Key Takeaways
- Tripling union membership in the US could increase workers' pay by 14.5%.
- This would shift $1.2 trillion annually to workers, narrowing racial wage gaps.
- Union density was once three times higher than it is today.
A new report from the Economic Policy Institute suggests that tripling union membership in the United States could significantly boost workers' pay by 14.5%, shifting $1.2 trillion annually to them and narrowing racial wage gaps.
The report highlights that union density, or the percentage of workers who are members of a trade union, was once much higher than it is today. In the 1950s, union density was over 30%, compared to just 10% in recent years.
Union membership has been on a steady decline since the 1960s, with rates dropping from 22.2% in the 1980s to the current level of 10%. This trend is attributed to various factors including changes in labor laws and globalization.
The report emphasizes that higher union density can lead to better wages for workers across different racial groups.
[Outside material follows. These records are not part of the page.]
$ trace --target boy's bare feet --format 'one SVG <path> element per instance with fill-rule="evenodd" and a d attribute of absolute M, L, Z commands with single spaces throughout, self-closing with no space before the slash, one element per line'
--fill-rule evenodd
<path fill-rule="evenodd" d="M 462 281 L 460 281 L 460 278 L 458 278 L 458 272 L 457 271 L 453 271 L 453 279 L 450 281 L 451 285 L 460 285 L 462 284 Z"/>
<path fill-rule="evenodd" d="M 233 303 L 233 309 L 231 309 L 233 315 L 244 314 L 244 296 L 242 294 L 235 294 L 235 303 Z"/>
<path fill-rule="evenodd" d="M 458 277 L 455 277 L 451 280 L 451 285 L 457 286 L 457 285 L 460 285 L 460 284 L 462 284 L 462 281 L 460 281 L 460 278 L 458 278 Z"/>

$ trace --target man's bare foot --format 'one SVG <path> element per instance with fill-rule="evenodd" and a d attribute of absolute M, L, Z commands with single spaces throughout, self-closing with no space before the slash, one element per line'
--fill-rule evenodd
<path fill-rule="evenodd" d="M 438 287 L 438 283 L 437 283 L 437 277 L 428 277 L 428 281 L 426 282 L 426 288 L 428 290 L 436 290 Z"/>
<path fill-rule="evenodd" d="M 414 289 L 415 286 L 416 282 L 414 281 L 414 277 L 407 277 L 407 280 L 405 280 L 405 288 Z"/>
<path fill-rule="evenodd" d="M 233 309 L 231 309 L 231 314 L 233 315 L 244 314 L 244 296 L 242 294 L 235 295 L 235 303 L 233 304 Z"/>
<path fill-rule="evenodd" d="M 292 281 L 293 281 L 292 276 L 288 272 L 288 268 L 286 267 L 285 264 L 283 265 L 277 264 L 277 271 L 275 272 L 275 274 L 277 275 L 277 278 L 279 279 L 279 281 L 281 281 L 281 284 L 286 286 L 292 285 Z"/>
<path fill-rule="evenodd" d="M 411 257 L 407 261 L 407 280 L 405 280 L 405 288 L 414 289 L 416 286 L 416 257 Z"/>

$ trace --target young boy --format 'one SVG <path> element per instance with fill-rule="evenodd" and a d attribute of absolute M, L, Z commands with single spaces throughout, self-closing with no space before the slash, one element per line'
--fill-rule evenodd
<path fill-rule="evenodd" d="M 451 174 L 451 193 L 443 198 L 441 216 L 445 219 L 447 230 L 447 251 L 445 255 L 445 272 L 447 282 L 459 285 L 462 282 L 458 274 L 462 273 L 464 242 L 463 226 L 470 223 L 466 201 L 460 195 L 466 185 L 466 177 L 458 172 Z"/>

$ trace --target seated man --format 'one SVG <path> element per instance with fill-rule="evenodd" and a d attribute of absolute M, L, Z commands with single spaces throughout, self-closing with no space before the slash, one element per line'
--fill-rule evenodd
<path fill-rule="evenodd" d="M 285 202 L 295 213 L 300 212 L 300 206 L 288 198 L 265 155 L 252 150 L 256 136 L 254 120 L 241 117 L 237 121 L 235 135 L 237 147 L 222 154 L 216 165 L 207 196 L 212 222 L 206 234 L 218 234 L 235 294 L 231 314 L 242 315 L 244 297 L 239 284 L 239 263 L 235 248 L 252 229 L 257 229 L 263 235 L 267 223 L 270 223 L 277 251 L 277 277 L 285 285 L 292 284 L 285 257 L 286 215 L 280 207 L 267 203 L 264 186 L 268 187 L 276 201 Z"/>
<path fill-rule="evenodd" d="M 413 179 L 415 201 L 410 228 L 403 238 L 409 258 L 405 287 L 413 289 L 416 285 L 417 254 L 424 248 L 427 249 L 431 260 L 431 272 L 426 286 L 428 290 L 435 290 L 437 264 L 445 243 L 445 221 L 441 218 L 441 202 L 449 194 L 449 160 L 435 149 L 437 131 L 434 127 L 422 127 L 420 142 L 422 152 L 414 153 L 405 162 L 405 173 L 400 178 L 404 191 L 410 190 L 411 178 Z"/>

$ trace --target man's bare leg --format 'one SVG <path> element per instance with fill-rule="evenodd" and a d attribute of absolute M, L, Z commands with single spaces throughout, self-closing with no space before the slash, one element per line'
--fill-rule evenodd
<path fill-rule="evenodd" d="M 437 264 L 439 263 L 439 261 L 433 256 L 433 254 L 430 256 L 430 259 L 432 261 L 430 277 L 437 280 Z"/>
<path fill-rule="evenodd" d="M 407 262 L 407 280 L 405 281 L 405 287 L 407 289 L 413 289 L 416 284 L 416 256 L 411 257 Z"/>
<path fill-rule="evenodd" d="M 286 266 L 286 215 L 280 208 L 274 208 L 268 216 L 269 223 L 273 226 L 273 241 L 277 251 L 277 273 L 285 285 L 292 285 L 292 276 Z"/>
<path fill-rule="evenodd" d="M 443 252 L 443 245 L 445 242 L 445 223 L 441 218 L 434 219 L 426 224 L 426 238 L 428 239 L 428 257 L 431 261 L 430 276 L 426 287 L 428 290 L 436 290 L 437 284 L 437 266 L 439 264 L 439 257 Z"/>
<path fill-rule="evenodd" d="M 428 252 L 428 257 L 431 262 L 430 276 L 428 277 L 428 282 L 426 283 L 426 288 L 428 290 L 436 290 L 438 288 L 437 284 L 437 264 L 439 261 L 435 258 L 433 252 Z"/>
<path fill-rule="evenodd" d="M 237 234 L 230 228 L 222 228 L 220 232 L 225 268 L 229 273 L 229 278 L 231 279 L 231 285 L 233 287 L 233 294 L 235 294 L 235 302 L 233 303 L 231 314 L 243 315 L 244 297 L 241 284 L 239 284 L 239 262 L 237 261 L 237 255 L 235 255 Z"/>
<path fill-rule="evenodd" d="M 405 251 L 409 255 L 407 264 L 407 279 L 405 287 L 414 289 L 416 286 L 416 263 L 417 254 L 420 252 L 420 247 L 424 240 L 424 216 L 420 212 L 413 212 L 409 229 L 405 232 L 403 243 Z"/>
It notes that a decline in union density has been correlated with surges in wealth inequality, particularly affecting minority communities.
According to the Economic Policy Institute, if union membership were tripled, it would not only increase median worker pay but also help close the gap between white and non-white workers' earnings.
The findings of this report are significant for policymakers and labor advocates who have long argued that stronger unions can play a crucial role in addressing income inequality and promoting fair wages. The report calls for renewed efforts to boost union membership as a means to improve economic conditions for American workers.